Saturday, May 2, 2009

Humor Metamorphosing Into Horror

My work in progress, a tongue-in-cheek apocalyptic adventure, is metamorphosing into a horror story. I study my words trying to figure out where I went wrong, but they seem to be behaving properly. Does this mean that I am losing control of my story? No. The problem is in the details.

Plausibility in a story depends on the accumulation of consistent, accurate details. Those details are even more important for a fantasy than they are for other types of books, such as police procedurals. An author of a police procedural can summarize or even skip some of the boring details. After all, any person who reads crime novels, follows detective shows on television, or watches documentaries about modern forensic techniques knows many details of a criminal investigation, and can fill in the blanks. For example, early police procedurals gave details about taking fingerprints from a suspect, but today most readers know how fingerprints are taken, probably even had one taken for a driver’s license, so few authors waste words on that particular detail.
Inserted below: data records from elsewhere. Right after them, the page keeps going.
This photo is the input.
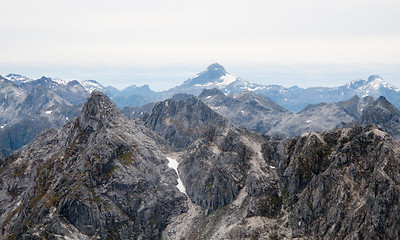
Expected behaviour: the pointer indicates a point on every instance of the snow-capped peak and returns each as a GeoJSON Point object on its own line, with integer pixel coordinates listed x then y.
{"type": "Point", "coordinates": [374, 78]}
{"type": "Point", "coordinates": [92, 85]}
{"type": "Point", "coordinates": [60, 81]}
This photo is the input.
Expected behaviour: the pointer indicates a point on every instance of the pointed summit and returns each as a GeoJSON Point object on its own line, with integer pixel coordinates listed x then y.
{"type": "Point", "coordinates": [216, 67]}
{"type": "Point", "coordinates": [97, 112]}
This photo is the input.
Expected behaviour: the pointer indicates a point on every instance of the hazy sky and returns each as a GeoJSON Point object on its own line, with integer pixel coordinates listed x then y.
{"type": "Point", "coordinates": [162, 43]}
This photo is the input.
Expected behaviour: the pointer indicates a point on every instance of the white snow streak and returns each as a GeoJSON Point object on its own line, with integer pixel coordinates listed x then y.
{"type": "Point", "coordinates": [174, 165]}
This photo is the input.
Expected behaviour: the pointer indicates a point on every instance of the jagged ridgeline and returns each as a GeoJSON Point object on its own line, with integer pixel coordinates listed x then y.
{"type": "Point", "coordinates": [100, 176]}
{"type": "Point", "coordinates": [104, 176]}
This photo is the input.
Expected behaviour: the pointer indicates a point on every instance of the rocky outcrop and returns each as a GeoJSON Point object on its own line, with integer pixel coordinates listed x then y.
{"type": "Point", "coordinates": [100, 176]}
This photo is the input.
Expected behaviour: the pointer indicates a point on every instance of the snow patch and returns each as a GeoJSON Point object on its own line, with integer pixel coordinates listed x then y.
{"type": "Point", "coordinates": [60, 81]}
{"type": "Point", "coordinates": [226, 80]}
{"type": "Point", "coordinates": [174, 165]}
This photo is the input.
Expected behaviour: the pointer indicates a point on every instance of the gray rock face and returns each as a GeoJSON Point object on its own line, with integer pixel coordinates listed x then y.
{"type": "Point", "coordinates": [182, 122]}
{"type": "Point", "coordinates": [100, 176]}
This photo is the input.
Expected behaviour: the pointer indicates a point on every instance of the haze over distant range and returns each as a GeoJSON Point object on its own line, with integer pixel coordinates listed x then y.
{"type": "Point", "coordinates": [162, 43]}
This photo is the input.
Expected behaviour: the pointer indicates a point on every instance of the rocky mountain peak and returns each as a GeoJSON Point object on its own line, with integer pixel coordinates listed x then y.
{"type": "Point", "coordinates": [216, 67]}
{"type": "Point", "coordinates": [97, 112]}
{"type": "Point", "coordinates": [211, 92]}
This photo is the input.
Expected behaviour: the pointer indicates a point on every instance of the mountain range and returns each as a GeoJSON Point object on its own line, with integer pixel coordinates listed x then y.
{"type": "Point", "coordinates": [183, 171]}
{"type": "Point", "coordinates": [293, 98]}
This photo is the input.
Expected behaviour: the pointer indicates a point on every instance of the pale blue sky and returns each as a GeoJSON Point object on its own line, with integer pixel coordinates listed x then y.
{"type": "Point", "coordinates": [162, 43]}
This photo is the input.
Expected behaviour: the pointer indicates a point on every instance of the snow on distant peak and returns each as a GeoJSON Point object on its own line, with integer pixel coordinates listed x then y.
{"type": "Point", "coordinates": [92, 85]}
{"type": "Point", "coordinates": [227, 79]}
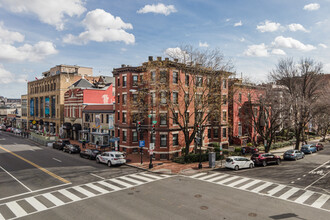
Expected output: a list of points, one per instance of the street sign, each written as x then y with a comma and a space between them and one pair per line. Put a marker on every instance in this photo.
141, 143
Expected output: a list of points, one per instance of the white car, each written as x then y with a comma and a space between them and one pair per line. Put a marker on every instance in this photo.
237, 163
111, 158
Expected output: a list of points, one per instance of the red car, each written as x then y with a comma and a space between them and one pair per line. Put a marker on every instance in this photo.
265, 158
318, 146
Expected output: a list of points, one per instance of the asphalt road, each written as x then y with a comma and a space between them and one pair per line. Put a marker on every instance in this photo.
26, 167
312, 172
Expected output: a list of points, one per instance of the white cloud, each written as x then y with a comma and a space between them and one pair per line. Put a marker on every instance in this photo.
297, 27
177, 53
158, 9
312, 7
27, 52
268, 26
205, 44
288, 42
278, 52
48, 11
101, 26
9, 37
7, 77
323, 45
259, 50
238, 24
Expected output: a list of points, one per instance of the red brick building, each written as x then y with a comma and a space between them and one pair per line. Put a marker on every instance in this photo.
168, 138
84, 92
242, 130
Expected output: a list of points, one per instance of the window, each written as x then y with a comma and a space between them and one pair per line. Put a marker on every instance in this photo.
163, 119
124, 136
224, 84
224, 132
124, 80
153, 98
163, 140
224, 116
239, 129
163, 97
199, 81
175, 98
175, 118
135, 80
134, 136
187, 80
224, 99
215, 133
152, 138
175, 139
124, 99
124, 117
163, 76
175, 77
153, 76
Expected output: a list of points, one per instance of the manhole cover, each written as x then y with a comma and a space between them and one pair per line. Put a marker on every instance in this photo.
204, 207
252, 214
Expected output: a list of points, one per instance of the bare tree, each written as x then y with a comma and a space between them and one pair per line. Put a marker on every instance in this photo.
302, 84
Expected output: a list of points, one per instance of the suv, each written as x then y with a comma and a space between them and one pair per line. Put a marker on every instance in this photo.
265, 158
60, 144
111, 158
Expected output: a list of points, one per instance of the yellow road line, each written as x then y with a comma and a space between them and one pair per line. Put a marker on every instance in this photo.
37, 166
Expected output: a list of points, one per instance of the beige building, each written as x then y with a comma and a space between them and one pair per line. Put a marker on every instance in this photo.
46, 97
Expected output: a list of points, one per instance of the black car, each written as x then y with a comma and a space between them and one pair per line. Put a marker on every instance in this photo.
90, 153
71, 148
60, 144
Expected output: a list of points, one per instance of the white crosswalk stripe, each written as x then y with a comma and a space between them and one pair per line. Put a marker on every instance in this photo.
72, 193
259, 186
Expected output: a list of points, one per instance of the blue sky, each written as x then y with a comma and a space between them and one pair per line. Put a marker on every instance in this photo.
36, 35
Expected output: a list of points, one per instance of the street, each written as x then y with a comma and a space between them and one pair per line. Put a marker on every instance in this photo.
37, 182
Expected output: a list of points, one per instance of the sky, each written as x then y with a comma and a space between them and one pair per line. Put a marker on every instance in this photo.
36, 35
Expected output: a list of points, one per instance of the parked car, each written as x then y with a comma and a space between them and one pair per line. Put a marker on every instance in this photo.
60, 144
265, 158
293, 155
111, 158
90, 153
250, 150
237, 163
308, 149
71, 148
318, 146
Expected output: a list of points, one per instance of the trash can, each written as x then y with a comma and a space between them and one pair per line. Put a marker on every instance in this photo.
212, 159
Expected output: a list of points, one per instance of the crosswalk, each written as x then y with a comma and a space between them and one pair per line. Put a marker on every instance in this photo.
288, 193
42, 202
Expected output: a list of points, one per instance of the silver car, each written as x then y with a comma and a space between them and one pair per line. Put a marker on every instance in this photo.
293, 155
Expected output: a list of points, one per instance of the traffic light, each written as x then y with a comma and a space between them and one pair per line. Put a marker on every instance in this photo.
138, 126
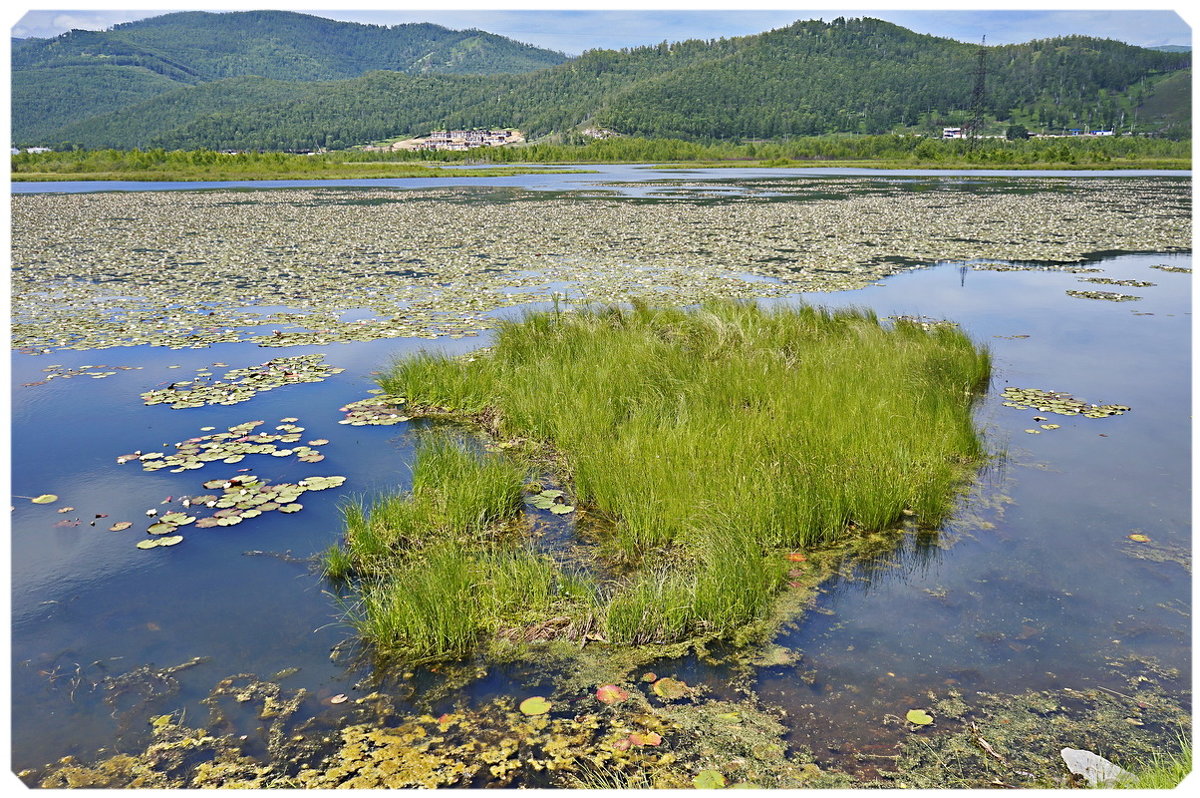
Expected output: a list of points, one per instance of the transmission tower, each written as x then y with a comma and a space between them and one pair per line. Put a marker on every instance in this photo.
976, 123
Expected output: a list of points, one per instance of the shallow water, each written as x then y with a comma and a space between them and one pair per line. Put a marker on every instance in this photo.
1033, 585
601, 175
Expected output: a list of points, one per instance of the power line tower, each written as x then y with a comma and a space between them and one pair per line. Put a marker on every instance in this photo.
976, 125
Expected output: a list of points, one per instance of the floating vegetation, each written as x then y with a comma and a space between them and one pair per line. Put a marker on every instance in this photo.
1128, 283
1013, 741
1033, 267
1113, 297
923, 322
229, 447
244, 384
918, 718
63, 372
655, 417
243, 497
190, 269
1025, 399
375, 411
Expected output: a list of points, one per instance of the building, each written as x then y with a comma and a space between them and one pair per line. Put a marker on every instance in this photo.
468, 139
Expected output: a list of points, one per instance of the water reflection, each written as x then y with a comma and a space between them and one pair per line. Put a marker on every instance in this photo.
1033, 583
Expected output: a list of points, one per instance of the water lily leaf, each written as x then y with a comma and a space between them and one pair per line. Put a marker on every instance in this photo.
918, 718
645, 738
611, 694
670, 689
708, 780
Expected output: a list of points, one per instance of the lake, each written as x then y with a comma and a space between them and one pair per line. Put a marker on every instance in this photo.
1035, 585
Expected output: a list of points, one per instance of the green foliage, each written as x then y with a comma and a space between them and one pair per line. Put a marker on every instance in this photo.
713, 441
858, 76
433, 570
201, 46
1164, 771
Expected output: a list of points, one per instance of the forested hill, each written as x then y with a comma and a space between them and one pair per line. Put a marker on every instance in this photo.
809, 78
69, 78
286, 46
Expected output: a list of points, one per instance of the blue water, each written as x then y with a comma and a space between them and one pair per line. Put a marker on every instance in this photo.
1038, 595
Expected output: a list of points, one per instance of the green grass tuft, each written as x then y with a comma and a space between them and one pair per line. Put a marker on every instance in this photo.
1164, 771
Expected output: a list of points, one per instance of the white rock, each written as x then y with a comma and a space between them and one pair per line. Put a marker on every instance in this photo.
1095, 768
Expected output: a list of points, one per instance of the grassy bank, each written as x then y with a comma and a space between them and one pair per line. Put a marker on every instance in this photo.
863, 151
707, 449
209, 166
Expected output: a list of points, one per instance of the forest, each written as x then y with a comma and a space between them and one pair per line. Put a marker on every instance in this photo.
810, 78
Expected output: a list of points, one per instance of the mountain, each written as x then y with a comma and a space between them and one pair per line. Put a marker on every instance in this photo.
81, 73
808, 78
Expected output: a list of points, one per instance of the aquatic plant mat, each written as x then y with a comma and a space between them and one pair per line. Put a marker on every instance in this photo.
702, 451
643, 731
283, 268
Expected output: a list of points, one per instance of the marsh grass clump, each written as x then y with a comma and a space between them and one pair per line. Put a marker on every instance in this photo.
711, 441
439, 569
1163, 769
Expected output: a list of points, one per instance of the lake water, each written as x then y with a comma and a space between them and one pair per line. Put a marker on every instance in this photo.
1035, 585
On the other hand, only the author of a fantasy knows all the details of his or her world. For those details to seem real, the characters must act consistently with their history, experiences, and psychological profiles.


Although I might find it incongruous and therefore amusing to have a saber-tooth lion spring out of a dark alley in modern Denver, the character experiencing this is not amused. To him, it is unimaginable horror; therefore, to the reader who is experiencing the world through the eyes of the character, it is also horror. A character who finds an attacking saber-tooth lion to be funny is not a believable character, unless somehow I can make the reader believe that the character will react in such a way, which still proves that plausibility is in the details.


Since I am writing to my specifications and not to a publisher’s, it does not matter whether I am writing humor or horror. That the details are consistent and accurate within my story world does matter, and of that, I am in control.

1 comment:

  1. Plots and characters do tend to have a mind of their own, don't they?